La Cour constitutionnelle a confirmé, dans son arrêt du 28 novembre 2024 (n° 145/2024), qu’il n’est pas discriminatoire d’exiger un paiement en espèces pour que les pertes sociales prises en charge par un dirigeant d’entreprise puissent être déduites au titre de frais professionnels.
Un simple débit du compte courant ne suffit donc pas.
Un cadre fiscal strict pour la prise en charge des pertes
Les dirigeants d’entreprise ne peuvent normalement pas déduire au titre de frais professionnels les pertes sociales qu’ils prennent en charge, sauf si certaines conditions strictes sont remplies. L’une d’elles impose que cette prise en charge soit effectuée par le « paiement irrévocable et sans condition d’une somme » (art. 53, 15°, CIR 1992).
L’Administration fiscale considère qu’un simple débit du compte courant du dirigeant au profit de la société ne remplit pas cette condition (Com.

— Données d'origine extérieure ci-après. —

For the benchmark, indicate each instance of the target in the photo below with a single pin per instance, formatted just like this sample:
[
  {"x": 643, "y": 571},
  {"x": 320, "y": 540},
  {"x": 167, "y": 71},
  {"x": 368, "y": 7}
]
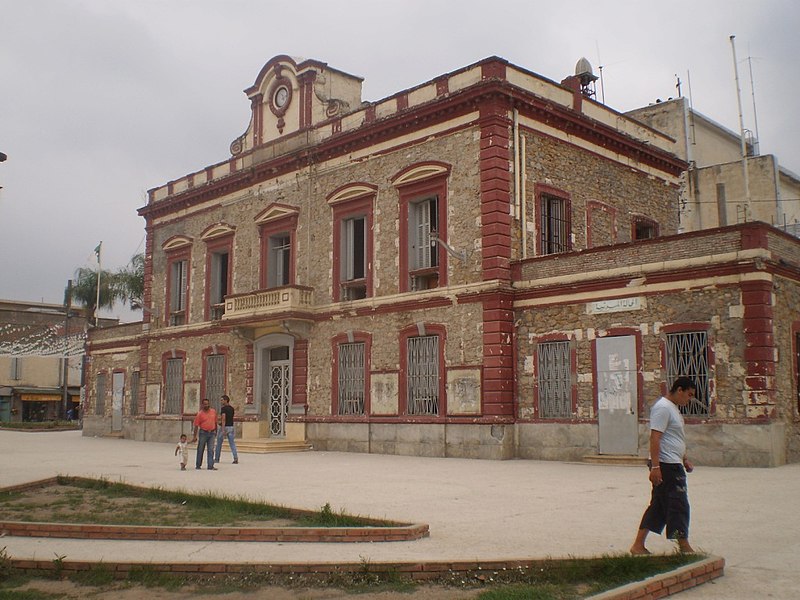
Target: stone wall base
[{"x": 709, "y": 444}]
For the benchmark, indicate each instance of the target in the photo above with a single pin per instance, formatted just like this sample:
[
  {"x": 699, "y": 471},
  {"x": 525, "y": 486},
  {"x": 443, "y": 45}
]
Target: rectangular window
[
  {"x": 178, "y": 274},
  {"x": 353, "y": 269},
  {"x": 218, "y": 287},
  {"x": 423, "y": 259},
  {"x": 279, "y": 256},
  {"x": 554, "y": 225},
  {"x": 100, "y": 395},
  {"x": 797, "y": 369},
  {"x": 135, "y": 378},
  {"x": 687, "y": 355},
  {"x": 644, "y": 229},
  {"x": 722, "y": 205},
  {"x": 423, "y": 375},
  {"x": 16, "y": 368},
  {"x": 173, "y": 386},
  {"x": 351, "y": 379},
  {"x": 215, "y": 379},
  {"x": 554, "y": 380}
]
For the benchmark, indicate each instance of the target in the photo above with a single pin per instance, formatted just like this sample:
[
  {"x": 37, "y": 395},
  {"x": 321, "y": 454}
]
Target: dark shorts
[{"x": 669, "y": 504}]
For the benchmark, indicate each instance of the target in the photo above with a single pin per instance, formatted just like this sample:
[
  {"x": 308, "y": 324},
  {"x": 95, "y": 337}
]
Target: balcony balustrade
[{"x": 263, "y": 303}]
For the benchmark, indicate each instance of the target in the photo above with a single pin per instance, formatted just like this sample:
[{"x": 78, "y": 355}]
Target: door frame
[
  {"x": 117, "y": 399},
  {"x": 636, "y": 334},
  {"x": 261, "y": 375}
]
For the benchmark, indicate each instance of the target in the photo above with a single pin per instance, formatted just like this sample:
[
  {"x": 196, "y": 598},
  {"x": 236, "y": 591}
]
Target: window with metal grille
[
  {"x": 554, "y": 380},
  {"x": 100, "y": 394},
  {"x": 16, "y": 368},
  {"x": 353, "y": 269},
  {"x": 423, "y": 258},
  {"x": 134, "y": 405},
  {"x": 215, "y": 379},
  {"x": 173, "y": 386},
  {"x": 218, "y": 287},
  {"x": 423, "y": 375},
  {"x": 278, "y": 266},
  {"x": 554, "y": 225},
  {"x": 351, "y": 378},
  {"x": 687, "y": 355},
  {"x": 797, "y": 368},
  {"x": 644, "y": 228},
  {"x": 177, "y": 298}
]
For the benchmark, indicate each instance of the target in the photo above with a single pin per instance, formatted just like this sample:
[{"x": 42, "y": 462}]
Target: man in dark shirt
[{"x": 226, "y": 429}]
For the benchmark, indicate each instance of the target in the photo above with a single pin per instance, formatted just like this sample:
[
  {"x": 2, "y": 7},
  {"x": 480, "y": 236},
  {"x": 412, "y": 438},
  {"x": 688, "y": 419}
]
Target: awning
[{"x": 40, "y": 398}]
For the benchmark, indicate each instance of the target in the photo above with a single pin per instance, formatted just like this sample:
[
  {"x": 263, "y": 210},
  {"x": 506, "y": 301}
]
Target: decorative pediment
[
  {"x": 419, "y": 172},
  {"x": 274, "y": 212},
  {"x": 351, "y": 191},
  {"x": 176, "y": 242},
  {"x": 217, "y": 230}
]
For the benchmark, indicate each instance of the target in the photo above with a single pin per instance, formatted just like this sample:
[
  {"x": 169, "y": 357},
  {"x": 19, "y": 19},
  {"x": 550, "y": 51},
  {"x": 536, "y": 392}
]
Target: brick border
[
  {"x": 370, "y": 533},
  {"x": 667, "y": 584},
  {"x": 658, "y": 586}
]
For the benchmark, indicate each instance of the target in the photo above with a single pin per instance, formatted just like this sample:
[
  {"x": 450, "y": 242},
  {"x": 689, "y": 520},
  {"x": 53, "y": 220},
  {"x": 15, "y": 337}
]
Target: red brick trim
[
  {"x": 498, "y": 356},
  {"x": 658, "y": 586},
  {"x": 399, "y": 533}
]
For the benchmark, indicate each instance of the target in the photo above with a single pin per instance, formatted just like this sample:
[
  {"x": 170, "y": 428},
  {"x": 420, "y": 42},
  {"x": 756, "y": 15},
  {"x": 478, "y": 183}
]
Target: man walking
[
  {"x": 669, "y": 502},
  {"x": 226, "y": 429},
  {"x": 205, "y": 425}
]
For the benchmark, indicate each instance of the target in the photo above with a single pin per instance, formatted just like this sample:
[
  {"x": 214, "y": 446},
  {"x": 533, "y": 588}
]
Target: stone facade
[{"x": 381, "y": 277}]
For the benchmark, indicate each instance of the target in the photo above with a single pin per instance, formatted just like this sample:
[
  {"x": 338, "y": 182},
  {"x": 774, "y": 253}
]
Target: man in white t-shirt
[{"x": 669, "y": 502}]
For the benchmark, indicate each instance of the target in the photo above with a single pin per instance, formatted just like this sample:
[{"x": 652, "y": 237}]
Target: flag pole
[{"x": 98, "y": 250}]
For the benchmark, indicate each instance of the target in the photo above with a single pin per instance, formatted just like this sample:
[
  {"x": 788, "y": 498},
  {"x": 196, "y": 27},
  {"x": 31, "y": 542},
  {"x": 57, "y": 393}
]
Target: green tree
[
  {"x": 84, "y": 289},
  {"x": 129, "y": 282}
]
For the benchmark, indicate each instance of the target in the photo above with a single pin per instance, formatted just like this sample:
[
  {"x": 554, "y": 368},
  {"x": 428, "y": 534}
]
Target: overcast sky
[{"x": 101, "y": 100}]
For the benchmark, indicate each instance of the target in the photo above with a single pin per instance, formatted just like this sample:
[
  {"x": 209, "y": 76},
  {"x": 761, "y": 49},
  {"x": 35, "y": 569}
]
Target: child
[{"x": 183, "y": 448}]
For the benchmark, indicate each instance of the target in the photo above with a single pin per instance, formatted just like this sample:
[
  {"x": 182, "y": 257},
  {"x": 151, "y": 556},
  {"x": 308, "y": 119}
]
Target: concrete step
[
  {"x": 616, "y": 459},
  {"x": 266, "y": 446}
]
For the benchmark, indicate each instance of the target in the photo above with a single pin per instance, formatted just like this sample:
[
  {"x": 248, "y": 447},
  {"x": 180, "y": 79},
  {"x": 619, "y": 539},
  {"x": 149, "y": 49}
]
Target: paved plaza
[{"x": 476, "y": 509}]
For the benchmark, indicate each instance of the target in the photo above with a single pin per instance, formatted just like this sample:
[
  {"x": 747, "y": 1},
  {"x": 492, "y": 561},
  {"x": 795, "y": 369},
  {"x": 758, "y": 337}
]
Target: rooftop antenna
[
  {"x": 691, "y": 105},
  {"x": 583, "y": 71},
  {"x": 741, "y": 133},
  {"x": 600, "y": 68},
  {"x": 753, "y": 94}
]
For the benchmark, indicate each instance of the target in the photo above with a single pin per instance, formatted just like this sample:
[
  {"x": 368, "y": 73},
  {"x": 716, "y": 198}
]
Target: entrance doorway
[
  {"x": 117, "y": 393},
  {"x": 617, "y": 395},
  {"x": 274, "y": 381}
]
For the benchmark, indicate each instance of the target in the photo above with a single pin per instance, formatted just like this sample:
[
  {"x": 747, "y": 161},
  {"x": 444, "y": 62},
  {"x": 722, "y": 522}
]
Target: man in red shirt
[{"x": 205, "y": 425}]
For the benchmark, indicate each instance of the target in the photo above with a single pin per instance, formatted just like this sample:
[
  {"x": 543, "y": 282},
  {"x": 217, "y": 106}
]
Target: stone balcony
[{"x": 264, "y": 303}]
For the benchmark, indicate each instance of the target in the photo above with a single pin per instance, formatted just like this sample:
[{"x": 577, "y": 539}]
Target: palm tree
[
  {"x": 129, "y": 282},
  {"x": 84, "y": 290}
]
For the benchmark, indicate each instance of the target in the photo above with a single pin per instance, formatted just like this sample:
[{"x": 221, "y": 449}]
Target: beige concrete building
[
  {"x": 35, "y": 339},
  {"x": 714, "y": 192},
  {"x": 485, "y": 265}
]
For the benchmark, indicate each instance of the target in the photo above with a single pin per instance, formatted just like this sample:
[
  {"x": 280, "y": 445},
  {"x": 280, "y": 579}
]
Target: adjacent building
[
  {"x": 486, "y": 265},
  {"x": 41, "y": 360},
  {"x": 717, "y": 192}
]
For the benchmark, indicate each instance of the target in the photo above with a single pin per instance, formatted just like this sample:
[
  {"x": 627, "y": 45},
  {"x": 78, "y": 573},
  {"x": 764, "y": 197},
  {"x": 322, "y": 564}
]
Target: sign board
[{"x": 616, "y": 305}]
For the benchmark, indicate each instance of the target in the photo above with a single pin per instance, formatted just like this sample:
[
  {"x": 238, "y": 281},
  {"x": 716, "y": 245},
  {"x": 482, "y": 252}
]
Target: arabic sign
[{"x": 615, "y": 305}]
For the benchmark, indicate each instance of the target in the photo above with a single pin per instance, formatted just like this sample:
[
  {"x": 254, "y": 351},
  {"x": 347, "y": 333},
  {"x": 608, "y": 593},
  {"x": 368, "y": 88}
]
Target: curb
[{"x": 658, "y": 586}]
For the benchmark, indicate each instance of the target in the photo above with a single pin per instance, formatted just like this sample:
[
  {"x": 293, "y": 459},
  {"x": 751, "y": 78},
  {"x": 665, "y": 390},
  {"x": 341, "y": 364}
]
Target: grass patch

IR 92, n° 53/224).
Cette position a été confirmée par la Cour de cassation le 30 novembre 2023, elle a toutefois soumis à la cour constitutionnelle l’appréciation de la violation du principe d’égalité de cette interprétation.

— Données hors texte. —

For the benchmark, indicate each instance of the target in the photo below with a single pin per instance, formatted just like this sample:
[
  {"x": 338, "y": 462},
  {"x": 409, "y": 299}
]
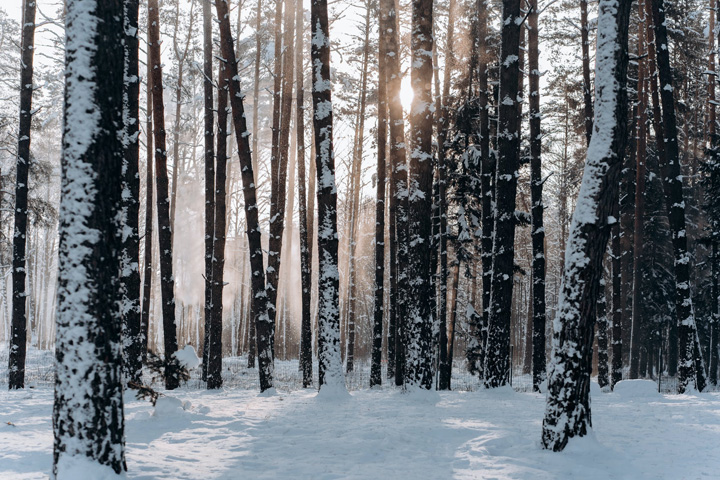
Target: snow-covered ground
[{"x": 383, "y": 434}]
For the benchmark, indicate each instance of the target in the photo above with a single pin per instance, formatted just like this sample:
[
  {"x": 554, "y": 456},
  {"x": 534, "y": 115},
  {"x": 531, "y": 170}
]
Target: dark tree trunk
[
  {"x": 330, "y": 363},
  {"x": 214, "y": 373},
  {"x": 587, "y": 88},
  {"x": 209, "y": 120},
  {"x": 18, "y": 335},
  {"x": 497, "y": 362},
  {"x": 88, "y": 409},
  {"x": 382, "y": 130},
  {"x": 149, "y": 179},
  {"x": 130, "y": 273},
  {"x": 167, "y": 282},
  {"x": 690, "y": 363},
  {"x": 602, "y": 334},
  {"x": 305, "y": 257},
  {"x": 567, "y": 413},
  {"x": 398, "y": 198},
  {"x": 445, "y": 362},
  {"x": 257, "y": 274},
  {"x": 536, "y": 188}
]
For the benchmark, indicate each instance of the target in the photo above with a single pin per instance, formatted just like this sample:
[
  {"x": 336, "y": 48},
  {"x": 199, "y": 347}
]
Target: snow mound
[
  {"x": 78, "y": 467},
  {"x": 333, "y": 393},
  {"x": 168, "y": 406},
  {"x": 636, "y": 389},
  {"x": 187, "y": 357}
]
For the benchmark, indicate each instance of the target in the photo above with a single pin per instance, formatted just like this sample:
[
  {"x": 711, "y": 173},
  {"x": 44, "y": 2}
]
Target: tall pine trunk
[
  {"x": 536, "y": 192},
  {"x": 260, "y": 305},
  {"x": 690, "y": 365},
  {"x": 567, "y": 412},
  {"x": 330, "y": 363},
  {"x": 18, "y": 334},
  {"x": 497, "y": 362},
  {"x": 167, "y": 282},
  {"x": 130, "y": 273},
  {"x": 88, "y": 421}
]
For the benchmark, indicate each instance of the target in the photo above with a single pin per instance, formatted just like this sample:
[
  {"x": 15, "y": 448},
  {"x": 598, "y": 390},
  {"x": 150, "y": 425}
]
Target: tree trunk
[
  {"x": 497, "y": 362},
  {"x": 445, "y": 362},
  {"x": 148, "y": 236},
  {"x": 259, "y": 306},
  {"x": 330, "y": 363},
  {"x": 167, "y": 282},
  {"x": 567, "y": 413},
  {"x": 130, "y": 273},
  {"x": 209, "y": 120},
  {"x": 214, "y": 373},
  {"x": 88, "y": 409},
  {"x": 536, "y": 191},
  {"x": 690, "y": 364},
  {"x": 382, "y": 130},
  {"x": 305, "y": 258},
  {"x": 18, "y": 335}
]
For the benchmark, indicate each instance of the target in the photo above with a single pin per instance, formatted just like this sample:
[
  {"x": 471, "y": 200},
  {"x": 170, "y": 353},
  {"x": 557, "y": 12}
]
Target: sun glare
[{"x": 406, "y": 94}]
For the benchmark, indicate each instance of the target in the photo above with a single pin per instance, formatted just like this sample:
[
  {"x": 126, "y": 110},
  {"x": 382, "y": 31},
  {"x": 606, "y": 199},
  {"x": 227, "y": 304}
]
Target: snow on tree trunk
[
  {"x": 130, "y": 271},
  {"x": 567, "y": 412},
  {"x": 209, "y": 127},
  {"x": 419, "y": 312},
  {"x": 167, "y": 281},
  {"x": 259, "y": 305},
  {"x": 536, "y": 193},
  {"x": 330, "y": 363},
  {"x": 214, "y": 372},
  {"x": 18, "y": 334},
  {"x": 690, "y": 365},
  {"x": 497, "y": 360},
  {"x": 88, "y": 410}
]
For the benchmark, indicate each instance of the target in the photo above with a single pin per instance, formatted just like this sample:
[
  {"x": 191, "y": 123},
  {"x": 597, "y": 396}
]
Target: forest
[{"x": 394, "y": 223}]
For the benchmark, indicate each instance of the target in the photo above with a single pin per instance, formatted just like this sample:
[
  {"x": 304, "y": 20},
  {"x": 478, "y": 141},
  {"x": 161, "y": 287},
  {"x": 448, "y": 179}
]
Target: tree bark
[
  {"x": 18, "y": 334},
  {"x": 209, "y": 120},
  {"x": 130, "y": 273},
  {"x": 330, "y": 363},
  {"x": 536, "y": 192},
  {"x": 260, "y": 307},
  {"x": 167, "y": 282},
  {"x": 690, "y": 362},
  {"x": 567, "y": 413},
  {"x": 497, "y": 362},
  {"x": 88, "y": 409}
]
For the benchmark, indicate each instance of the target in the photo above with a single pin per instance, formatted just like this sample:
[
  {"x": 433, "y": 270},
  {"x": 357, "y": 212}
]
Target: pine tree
[
  {"x": 259, "y": 306},
  {"x": 88, "y": 409},
  {"x": 567, "y": 413},
  {"x": 18, "y": 334}
]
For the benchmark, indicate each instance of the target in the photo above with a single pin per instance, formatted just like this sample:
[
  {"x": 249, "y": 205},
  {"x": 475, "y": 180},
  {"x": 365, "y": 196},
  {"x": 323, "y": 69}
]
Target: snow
[
  {"x": 187, "y": 357},
  {"x": 379, "y": 433}
]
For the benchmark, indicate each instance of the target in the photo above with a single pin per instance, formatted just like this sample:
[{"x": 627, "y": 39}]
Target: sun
[{"x": 406, "y": 94}]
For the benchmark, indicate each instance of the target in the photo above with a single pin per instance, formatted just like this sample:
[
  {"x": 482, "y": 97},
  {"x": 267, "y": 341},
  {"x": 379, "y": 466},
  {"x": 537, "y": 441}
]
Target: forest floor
[{"x": 236, "y": 433}]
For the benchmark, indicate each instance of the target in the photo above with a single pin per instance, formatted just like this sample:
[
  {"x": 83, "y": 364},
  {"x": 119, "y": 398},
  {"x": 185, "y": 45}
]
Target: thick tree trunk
[
  {"x": 18, "y": 334},
  {"x": 690, "y": 362},
  {"x": 536, "y": 191},
  {"x": 497, "y": 362},
  {"x": 209, "y": 120},
  {"x": 567, "y": 412},
  {"x": 130, "y": 273},
  {"x": 167, "y": 282},
  {"x": 214, "y": 373},
  {"x": 382, "y": 131},
  {"x": 305, "y": 257},
  {"x": 330, "y": 363},
  {"x": 259, "y": 306},
  {"x": 88, "y": 419},
  {"x": 149, "y": 179}
]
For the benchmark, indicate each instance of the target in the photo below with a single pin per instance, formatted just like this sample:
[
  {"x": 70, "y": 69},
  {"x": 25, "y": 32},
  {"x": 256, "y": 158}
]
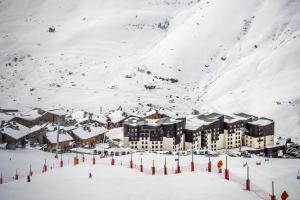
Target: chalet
[
  {"x": 54, "y": 115},
  {"x": 82, "y": 117},
  {"x": 154, "y": 114},
  {"x": 5, "y": 118},
  {"x": 115, "y": 136},
  {"x": 65, "y": 141},
  {"x": 30, "y": 118},
  {"x": 88, "y": 135},
  {"x": 15, "y": 134},
  {"x": 116, "y": 119}
]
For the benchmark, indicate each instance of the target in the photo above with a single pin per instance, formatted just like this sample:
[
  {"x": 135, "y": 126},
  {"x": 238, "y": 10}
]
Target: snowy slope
[
  {"x": 228, "y": 56},
  {"x": 132, "y": 184}
]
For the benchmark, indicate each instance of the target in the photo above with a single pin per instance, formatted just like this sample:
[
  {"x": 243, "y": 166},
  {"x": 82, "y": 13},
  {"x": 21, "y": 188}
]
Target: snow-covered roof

Absence de discrimination selon la Cour constitutionnelle
La Cour constitutionnelle a examiné le contexte de l’article 53, 15°, CIR 1992 et rappelé son objectif premier : lutter contre l’évasion fiscale. Le législateur a voulu empêcher l’utilisation abusive de structures sociétaires pour créer artificiellement des pertes fiscales. C’est pourquoi la déduction des pertes prises en charge n’est permise que si un paiement effectif et définitif en espèces est réalisé, garantissant ainsi que la société dispose de liquidités suffisantes.
La Cour a rejeté l’argument selon lequel il existerait une discrimination entre :
- un dirigeant qui apure les pertes de la société en renonçant à une créance figurant sur son compte courant (non déductible), et
- un dirigeant qui met des fonds à disposition de la société sans passer par son compte courant (déductible).

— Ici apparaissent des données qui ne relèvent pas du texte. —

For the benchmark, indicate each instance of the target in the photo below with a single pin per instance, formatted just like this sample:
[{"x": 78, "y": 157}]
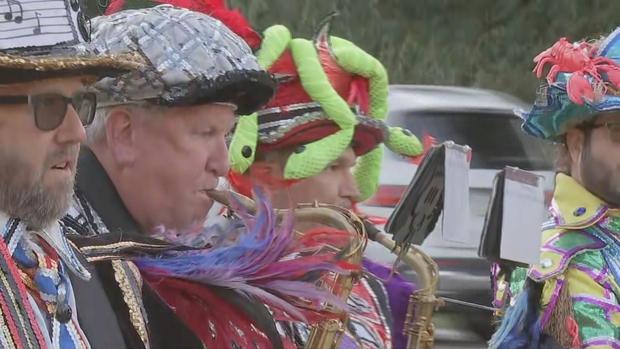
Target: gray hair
[{"x": 96, "y": 131}]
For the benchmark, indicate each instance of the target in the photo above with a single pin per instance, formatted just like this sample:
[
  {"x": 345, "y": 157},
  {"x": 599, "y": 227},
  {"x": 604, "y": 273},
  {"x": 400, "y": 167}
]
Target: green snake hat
[{"x": 331, "y": 95}]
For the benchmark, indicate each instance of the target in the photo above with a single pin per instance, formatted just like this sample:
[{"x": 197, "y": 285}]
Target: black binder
[{"x": 416, "y": 214}]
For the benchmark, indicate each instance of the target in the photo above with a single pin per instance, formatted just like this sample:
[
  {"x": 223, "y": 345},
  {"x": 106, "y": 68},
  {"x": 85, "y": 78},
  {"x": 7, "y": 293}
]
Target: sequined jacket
[
  {"x": 576, "y": 283},
  {"x": 37, "y": 304}
]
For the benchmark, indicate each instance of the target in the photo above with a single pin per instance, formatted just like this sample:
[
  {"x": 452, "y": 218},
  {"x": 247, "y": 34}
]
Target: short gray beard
[
  {"x": 36, "y": 206},
  {"x": 26, "y": 198}
]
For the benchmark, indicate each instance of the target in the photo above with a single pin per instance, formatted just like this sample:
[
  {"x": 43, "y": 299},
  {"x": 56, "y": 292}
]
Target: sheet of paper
[
  {"x": 522, "y": 217},
  {"x": 456, "y": 215},
  {"x": 25, "y": 23}
]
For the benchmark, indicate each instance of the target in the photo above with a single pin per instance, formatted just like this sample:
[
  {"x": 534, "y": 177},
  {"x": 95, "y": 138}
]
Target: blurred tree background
[{"x": 482, "y": 43}]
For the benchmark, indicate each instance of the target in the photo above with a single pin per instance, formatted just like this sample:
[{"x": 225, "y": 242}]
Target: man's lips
[{"x": 63, "y": 165}]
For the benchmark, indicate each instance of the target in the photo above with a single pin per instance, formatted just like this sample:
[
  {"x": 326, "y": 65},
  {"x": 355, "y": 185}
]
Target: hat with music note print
[{"x": 38, "y": 39}]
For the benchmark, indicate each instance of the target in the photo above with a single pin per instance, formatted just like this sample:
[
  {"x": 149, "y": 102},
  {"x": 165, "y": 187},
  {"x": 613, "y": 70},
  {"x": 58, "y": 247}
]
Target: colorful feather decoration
[
  {"x": 267, "y": 262},
  {"x": 521, "y": 327}
]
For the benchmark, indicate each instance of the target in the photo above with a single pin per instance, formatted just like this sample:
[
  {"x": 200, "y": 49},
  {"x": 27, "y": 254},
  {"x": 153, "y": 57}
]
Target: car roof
[{"x": 452, "y": 98}]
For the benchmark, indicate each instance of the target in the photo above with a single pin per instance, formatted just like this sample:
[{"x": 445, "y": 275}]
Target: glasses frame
[{"x": 35, "y": 99}]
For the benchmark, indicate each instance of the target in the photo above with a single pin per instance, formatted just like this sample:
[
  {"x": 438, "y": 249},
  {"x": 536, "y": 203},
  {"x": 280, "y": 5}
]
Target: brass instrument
[
  {"x": 326, "y": 335},
  {"x": 418, "y": 326}
]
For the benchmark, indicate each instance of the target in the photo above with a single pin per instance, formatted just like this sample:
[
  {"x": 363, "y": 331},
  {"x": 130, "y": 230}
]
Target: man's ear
[
  {"x": 120, "y": 135},
  {"x": 575, "y": 143}
]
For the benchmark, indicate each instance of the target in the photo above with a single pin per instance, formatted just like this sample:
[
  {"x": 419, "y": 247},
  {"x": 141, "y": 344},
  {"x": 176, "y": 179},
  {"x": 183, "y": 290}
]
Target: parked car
[{"x": 485, "y": 120}]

Elle a conclu que la différence de traitement repose sur une justification raisonnable et qu’il n’y a donc pas de violation du principe d’égalité.
Une tolérance administrative ancienne
Il convient toutefois de rappeler que l’Administration accepte, « par mesure d’équité », que l’apurement d’avances en numéraire consenties antérieurement par le dirigeant à sa société puisse être assimilé à un paiement effectif, sous réserve que le lien entre ces avances et la perte sociale soit clairement établi (Com. IR 92, n° 53/228).
En définitive, cette décision renforce le principe selon lequel la déduction fiscale des pertes prises en charge par un dirigeant exige un véritable transfert de liquidités, et non une simple opération comptable interne à la société.